Anxiety top 10 tips

As we turn the corner leading into the holidays, there is typically a plethora of emotions that many people encounter:  dread, panic, fear, sadness and probably one of the most common…anxiety.  Anxiety can manifest in several ways:  worry, obsession, fear, anger, erratic thoughts, forgetfulness, confusion and panic attacks.  The symptoms also vary from rapid heart rate, sweating, nausea, diarrhea,  sensation of shortness of breath, insomnia, decreased sexual desire, loss of appetite or even over-eating.

Most people deal with some form of anxiety at different times in our lives so you are not alone.  I am always talking about our “stress toolbox” which is a virtual toolbox of different techniques and different supplements to help with situations and anxiety is no different.

READ ON to learn some tools for your anxiety tool box….

Hint…it’s best to have them in your toolbox before you need them because all you have to do is pull it out and use it!!

Here are 10 tips for dealing with anxiety:

  1. Meditation: meditation can be amazing at calming the brain.  If you have never meditated or need help with this then I would recommend attending a meditation retreat or class.  There are several resources here in the city.  Marni Kennedy has meditation classes, retreats and does private session all the time.     Shannon Stephens is also a great resource as the owner of This Land Yoga but is also very involved in the meditation community.   There are many more resources so I encourage you to explore them.  I would also encourage you to download one of the free APPS that have meditation.  My two favorites are Insight Timer and CALM.  Personally, I do better when I have something to listen to and if there is a lot going on in my head then a guided meditation (where someone is walking me thru and talking to me) works better.  I bookmark my favorites and have different ones for different needs.  For example, if I wake up in the middle of the night and can’t go back to sleep there is one in Insight Timer that I will turn on and it usually does the trick!
  2. Exercise: we often forget that exercise is a huge anxiety reliever.  The key here is don’t do it too late at night because it can raise your cortisol level and make it hard to fall asleep.  When you are anxious even a short 10 minute walk can really reset your focus.
  3. Planning: often our anxiety comes from worry about something that is going to happen.  For example, a test or an interview.  The more you plan and prepare hopefully the less your anxiety.  After all, you are doing everything you can for the situation.
  4. Try to identify what about the situation is making you anxious.
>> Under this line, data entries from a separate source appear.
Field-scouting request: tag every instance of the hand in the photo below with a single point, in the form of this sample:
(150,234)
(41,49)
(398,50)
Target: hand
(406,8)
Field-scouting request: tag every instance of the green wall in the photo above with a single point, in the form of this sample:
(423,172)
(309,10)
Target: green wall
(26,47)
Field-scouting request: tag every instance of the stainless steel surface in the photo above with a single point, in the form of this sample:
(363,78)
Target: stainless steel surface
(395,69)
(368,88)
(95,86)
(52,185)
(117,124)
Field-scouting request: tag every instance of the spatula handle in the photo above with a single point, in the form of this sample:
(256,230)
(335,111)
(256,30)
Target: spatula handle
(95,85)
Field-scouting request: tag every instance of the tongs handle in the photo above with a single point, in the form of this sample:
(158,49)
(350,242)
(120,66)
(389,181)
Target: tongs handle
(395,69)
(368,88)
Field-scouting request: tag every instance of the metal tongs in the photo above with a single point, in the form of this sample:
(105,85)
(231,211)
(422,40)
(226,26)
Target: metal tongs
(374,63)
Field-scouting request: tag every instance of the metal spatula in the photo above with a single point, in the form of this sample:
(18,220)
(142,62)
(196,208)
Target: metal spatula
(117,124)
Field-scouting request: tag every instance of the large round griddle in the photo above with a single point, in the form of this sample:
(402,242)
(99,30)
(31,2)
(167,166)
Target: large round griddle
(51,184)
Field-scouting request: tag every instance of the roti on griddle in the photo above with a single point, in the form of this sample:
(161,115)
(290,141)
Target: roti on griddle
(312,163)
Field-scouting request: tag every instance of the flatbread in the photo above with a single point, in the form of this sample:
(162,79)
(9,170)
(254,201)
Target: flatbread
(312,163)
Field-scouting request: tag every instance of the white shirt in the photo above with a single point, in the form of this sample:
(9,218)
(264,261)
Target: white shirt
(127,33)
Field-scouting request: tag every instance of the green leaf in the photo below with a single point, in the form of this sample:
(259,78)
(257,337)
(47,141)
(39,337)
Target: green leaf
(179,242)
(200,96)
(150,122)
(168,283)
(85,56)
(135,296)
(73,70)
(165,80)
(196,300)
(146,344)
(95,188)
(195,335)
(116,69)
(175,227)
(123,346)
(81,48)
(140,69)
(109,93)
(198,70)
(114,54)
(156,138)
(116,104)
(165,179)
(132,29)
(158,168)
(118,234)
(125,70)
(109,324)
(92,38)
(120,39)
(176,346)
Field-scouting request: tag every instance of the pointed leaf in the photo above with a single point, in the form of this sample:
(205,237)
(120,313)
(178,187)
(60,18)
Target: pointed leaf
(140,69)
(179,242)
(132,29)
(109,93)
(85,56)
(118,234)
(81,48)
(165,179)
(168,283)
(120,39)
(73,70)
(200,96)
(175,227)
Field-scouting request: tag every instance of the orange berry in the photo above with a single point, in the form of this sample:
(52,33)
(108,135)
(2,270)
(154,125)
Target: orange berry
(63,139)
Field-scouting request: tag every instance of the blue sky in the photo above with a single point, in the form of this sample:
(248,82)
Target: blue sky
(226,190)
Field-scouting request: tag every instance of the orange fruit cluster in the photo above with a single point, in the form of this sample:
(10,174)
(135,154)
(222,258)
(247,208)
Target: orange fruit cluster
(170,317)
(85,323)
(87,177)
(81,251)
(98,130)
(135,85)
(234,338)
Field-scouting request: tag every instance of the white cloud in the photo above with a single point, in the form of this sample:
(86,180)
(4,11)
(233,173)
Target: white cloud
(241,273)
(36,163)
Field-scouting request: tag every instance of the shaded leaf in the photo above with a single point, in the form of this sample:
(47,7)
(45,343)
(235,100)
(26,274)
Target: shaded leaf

You might be surprised to learn that the underlying emotion has very little to do with the situation in front of you.  Perhaps it is triggering some past reactions and you are actually responding to those.  If you agree that many times you are reliving past issues then you might want to explore the book “Radical Forgiveness” by Colin Tippin.  This book is a game changer with actual worksheets on how to work thru these issues.
  5. I have mentioned tapping before in so many toolboxes.  I would encourage you to at least try it because it is something that is super useful and all you need are your hands so you can do this anywhere, anytime!  Watch a YouTube video to get started.
  6. I find this tool to be very helpful with pervasive thoughts.  When I just keep replaying things over and over in my mind I have to force myself to stop.  Some people can quickly shift by saying a single word like your favorite color but I have found a sequence of thoughts really helps me.  One of the mantra’s I use has four parts that you say to yourself (outloud or just think it)
    1. I love me (or I love God or whoever your higher power is)
    2. Forgive me for…… (whatever is on your mind and stuck)
    3. I’m sorry… (whatever is on your mind)
    4. Thank you for reminding me that I am loved   *which takes you back to I love me.   This is so effective and I have been so impressed how it truly helps shift my though processes!! Try it.
  1. Breathe! Stopping and taking a conscious deep breath or series of deep breaths can help you refocus.
  2. Counseling, professional help: Don’t forget this is an actual tool.  Talk to somebody and let all that energy out!
  3. Supplements: When your other tools are not enough and life is just happening around you too intensely then try some supplements to take the edge off in addition to the other tools:
    1. Theanine – this is an amino acid that can be very calming. I like GABA Trex  because it is chewable and rapid acting.  You can also get theanine in capsules and take it regularly.
    2. GABA – Gaba itself can be very calming. There are many good products with GABA including Relaxmax powder.
    3. Phosphatidylserine – another amino acid that can be helpful when you have high cortisol. There are products you can take during the day like Calm CP or use a higher dose for night time like Cerenity PM (which also has other calming ingredients.
    4. Glycine & Taurine: Calm PRT is a combination product that has PhosphatidylSerine as well as glycine and taurine and can be taken morning or night.
  4. Medications:   I am all for doing things as naturally as possible but if your anxiety has overcome you then reach out and talk to a psychiatrist about options.
Ask the Doctor:  Dental cause of systemic disease

There are obviously many more supplements and ingredients out there that can be useful.  Keep in mind that supplements are not as strong as the prescription anxiety medication like Xanax so you have to use these in addition to your other stress busting tools for best effect.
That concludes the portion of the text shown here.